Кашка гречневая на плите пофыркивает. Агриппина Дмитриевна ворчать сейчас начнет, полезет за колбаской, чай заварит прямо в кружке тонкого английского фарфора с золотой надписью Harrods по темно-зеленому. Подарок Лилечки, приезжавшей из Лондона навещать Анну Васильевну прошлой зимой. А Анна Васильевна по утрам признает только кофе. В кастрюльке маленькой, и чтобы сварен был под неотрывным присмотром, чтобы, как только высветлится по краям пеночка и поползет к серединке, с каждым мгновением сужая кружок темного омута, так сразу и снять кастрюльку и тут же на ледяную воду, а в призрак кружка-омута три крупицы соли кинуть.
Что же за прелесть эти бисеринки слов, пуговички-бирюльки, звонкие и цветные или тускло-неунылые. Десятилетиями, что работала Анна Васильевна в издательстве переводчиком с английского и немецкого, наслаждалась она их соцветиями и букетами, случайными нечаянностями их соседств и сожительств, то неуклюжих, но полных смысла, то бессмысленных, но исполненных гармонии, как их сожительство с Агриппиной Дмитриевной.
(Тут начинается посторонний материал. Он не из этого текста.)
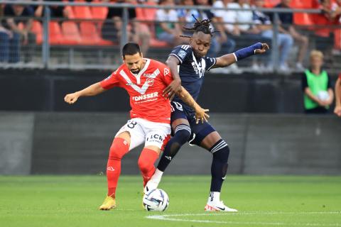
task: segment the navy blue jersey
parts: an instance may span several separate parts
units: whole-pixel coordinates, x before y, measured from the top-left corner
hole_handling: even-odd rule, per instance
[[[204,81],[205,72],[210,70],[215,65],[216,59],[208,57],[196,58],[192,48],[188,45],[175,47],[170,55],[176,57],[180,62],[179,75],[181,85],[197,100]],[[180,103],[188,114],[193,113],[194,111],[180,98],[175,96],[174,101]]]

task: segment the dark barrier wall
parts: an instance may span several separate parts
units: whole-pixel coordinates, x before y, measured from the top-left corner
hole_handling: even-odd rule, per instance
[[[105,172],[109,148],[127,113],[0,113],[0,174]],[[341,119],[303,115],[211,114],[231,148],[233,174],[341,174]],[[122,160],[139,174],[141,148]],[[210,174],[211,155],[185,145],[168,174]],[[31,168],[31,169],[30,169]]]
[[[126,92],[115,88],[76,105],[63,101],[67,93],[99,82],[110,72],[0,70],[0,110],[32,111],[127,111]],[[205,75],[199,103],[215,112],[301,113],[301,74]],[[332,83],[335,77],[332,77]],[[214,101],[212,101],[214,100]]]

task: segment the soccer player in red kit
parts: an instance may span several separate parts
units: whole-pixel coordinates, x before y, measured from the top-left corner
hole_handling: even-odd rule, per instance
[[[80,96],[94,96],[114,87],[125,89],[130,96],[131,119],[118,131],[109,150],[107,166],[108,193],[101,210],[116,207],[115,192],[121,172],[121,160],[129,150],[144,143],[138,165],[144,187],[155,172],[154,162],[170,134],[170,104],[162,96],[173,77],[169,68],[156,60],[143,58],[138,44],[129,43],[122,49],[124,62],[109,77],[64,98],[74,104]],[[183,88],[177,94],[205,121],[208,110],[202,109]]]
[[[335,83],[335,109],[334,113],[341,117],[341,73]]]

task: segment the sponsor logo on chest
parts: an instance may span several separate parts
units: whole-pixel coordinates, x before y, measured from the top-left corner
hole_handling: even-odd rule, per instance
[[[146,79],[142,87],[139,87],[131,81],[131,79],[129,78],[129,77],[126,74],[126,73],[124,71],[121,70],[121,72],[119,72],[119,74],[126,82],[126,85],[131,86],[131,88],[133,88],[135,91],[140,93],[141,94],[144,94],[147,91],[148,88],[150,86],[153,86],[153,84],[154,84],[154,79],[159,74],[160,74],[160,70],[158,69],[156,69],[156,70],[155,70],[151,74],[144,74],[144,77],[145,77],[147,79]],[[138,77],[141,77],[141,74],[138,75]],[[140,79],[139,77],[138,81],[139,81],[139,79]],[[139,83],[139,82],[138,83]]]
[[[136,96],[132,96],[131,99],[136,101],[151,99],[157,97],[158,97],[158,92],[153,92],[153,93],[141,94]]]

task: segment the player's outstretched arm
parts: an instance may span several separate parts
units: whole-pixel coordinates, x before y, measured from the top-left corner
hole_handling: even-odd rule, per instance
[[[335,84],[335,109],[334,113],[341,117],[341,79],[337,79]]]
[[[174,56],[169,56],[166,65],[170,69],[170,73],[173,77],[173,82],[163,90],[163,96],[168,96],[169,100],[173,100],[175,94],[181,89],[181,79],[178,72],[178,65],[179,60]]]
[[[64,101],[69,104],[73,104],[77,99],[81,96],[92,96],[104,92],[105,89],[102,87],[99,82],[89,86],[88,87],[76,92],[75,93],[67,94],[64,97]]]
[[[269,50],[269,45],[266,43],[257,43],[249,47],[240,49],[232,54],[227,54],[217,57],[217,62],[213,68],[224,67],[229,66],[245,57],[254,55],[262,54]]]
[[[195,111],[195,119],[196,123],[198,123],[199,121],[201,121],[202,123],[207,121],[207,119],[210,118],[210,116],[206,114],[208,112],[209,109],[204,109],[201,108],[200,106],[194,100],[193,97],[183,87],[180,87],[180,90],[178,92],[177,95],[183,100],[186,104],[192,107],[193,109]]]

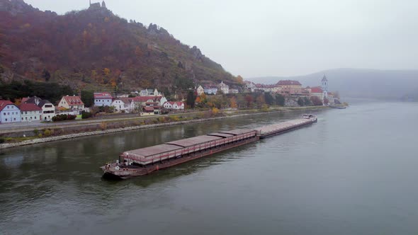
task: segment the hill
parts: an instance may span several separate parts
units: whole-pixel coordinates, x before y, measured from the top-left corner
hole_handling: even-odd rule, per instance
[[[255,83],[273,84],[279,80],[298,80],[305,86],[319,86],[325,74],[330,91],[341,96],[418,101],[418,70],[336,69],[304,76],[252,78]]]
[[[74,91],[159,87],[174,93],[197,83],[239,84],[157,25],[128,22],[99,4],[60,16],[23,0],[0,0],[0,74],[2,83],[28,79]]]

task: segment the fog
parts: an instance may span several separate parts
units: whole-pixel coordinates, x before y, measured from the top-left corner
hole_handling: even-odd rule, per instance
[[[96,1],[92,0],[92,2]],[[59,14],[88,0],[26,0]],[[156,23],[244,78],[332,68],[418,69],[414,0],[107,0],[128,20]]]

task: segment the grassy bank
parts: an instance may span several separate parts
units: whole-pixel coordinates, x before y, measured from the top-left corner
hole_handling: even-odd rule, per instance
[[[40,142],[72,139],[79,137],[96,135],[125,130],[158,127],[164,125],[183,125],[204,122],[215,119],[230,118],[245,115],[259,115],[269,113],[282,113],[300,110],[312,110],[327,108],[324,106],[308,107],[271,107],[267,110],[237,110],[217,111],[206,110],[191,113],[181,113],[169,115],[138,117],[129,120],[103,120],[98,123],[77,122],[77,126],[54,127],[44,129],[34,129],[17,133],[19,137],[0,138],[0,149],[33,144]],[[81,134],[80,134],[81,133]],[[23,137],[23,134],[25,137]],[[43,140],[42,140],[43,139]]]

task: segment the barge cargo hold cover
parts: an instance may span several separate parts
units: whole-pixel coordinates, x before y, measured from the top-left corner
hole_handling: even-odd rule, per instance
[[[128,178],[149,174],[221,151],[256,142],[315,122],[316,118],[297,119],[256,130],[237,129],[171,141],[123,152],[116,163],[103,166],[105,176]],[[122,162],[123,161],[123,162]]]

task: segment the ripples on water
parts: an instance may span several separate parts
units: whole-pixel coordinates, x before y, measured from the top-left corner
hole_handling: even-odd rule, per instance
[[[129,180],[98,166],[127,149],[301,113],[244,117],[0,152],[0,234],[414,234],[412,103],[354,103],[318,122]]]

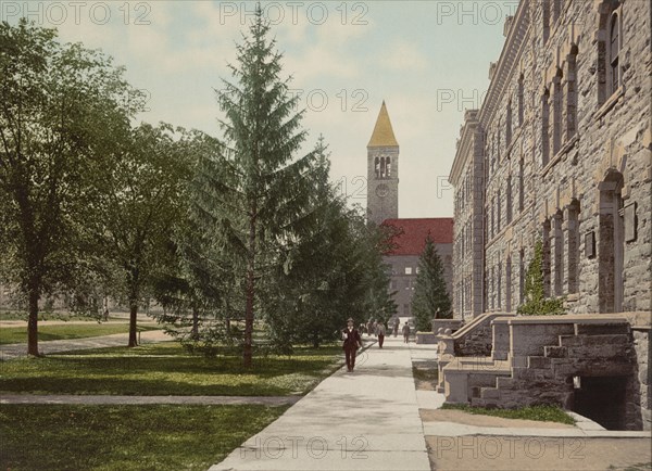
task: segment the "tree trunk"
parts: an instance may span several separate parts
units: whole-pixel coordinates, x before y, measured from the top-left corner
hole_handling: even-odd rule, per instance
[[[192,306],[192,340],[199,340],[199,310]]]
[[[138,300],[129,300],[129,344],[127,346],[138,346],[138,338],[136,336],[137,324],[136,317],[138,316]]]
[[[255,204],[253,208],[255,213]],[[246,367],[251,367],[252,357],[252,335],[253,335],[253,301],[255,295],[255,217],[249,221],[249,257],[247,260],[247,304],[244,307],[244,348],[242,352],[242,362]]]
[[[27,355],[38,353],[38,291],[29,290],[29,316],[27,318]]]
Тонко отличала она игру слов от игры их смыслов, долго боролась за продление своей жизни в издательстве. Особенно после утраты Лилечки, когда издательство казалось ей последним осколком ее реального бытия. Но когда утратила после Лилечки и этот осколок, когда нанизывание слов перестало быть работой и превратилось в занятие, поняла, точнее – почувствовала, что это не просто игра, пища для ума. Слова – это шорохи судьбы. Игра их смыслов – это ощущения, а ощущения – это и есть жизнь, и что в ней утрата, а что нет – они же, ощущения, и решают.
Пытаясь нашарить тесемки и затянуть халат, из-под которого торчала ночная рубашка, вошла в кухню, шаркая тапочками, Агриппина Дмитриевна.
– Что тебе не спится, Нюра, чего кухаришь с утра пораньше? Ща чайку с колбаской попьем, и порядок.
– Агриппина, не ворчи. Таблетки не забудь принять, вон, на подоконнике.
– Груня я! Груня, а не Агриппина.
– Какая же ты Груня? Груня – это Аграфена. А ты – Агриппина.
– Ох, Васильна, замучила ты меня ученостью своей. Все Груней звали, и ты зови.
– Ладно, Груня. Может, ты со мной кашки гречневой поешь? Свежая, рассыпчатая…
– Может, и поем. Сегодня мне за пенсией надо, туда, к бульвару. А когда очки чинить пойдем?
– Тебе сначала новые стекла выписать надо, ты в этих ничего не видишь!
– Значит, к врачу записаться. Щас поедим, потом за пенсией, а на обратном пути – в поликлинику.
– А после обеда вокруг пруда погуляем. День, смотри, какой чудный.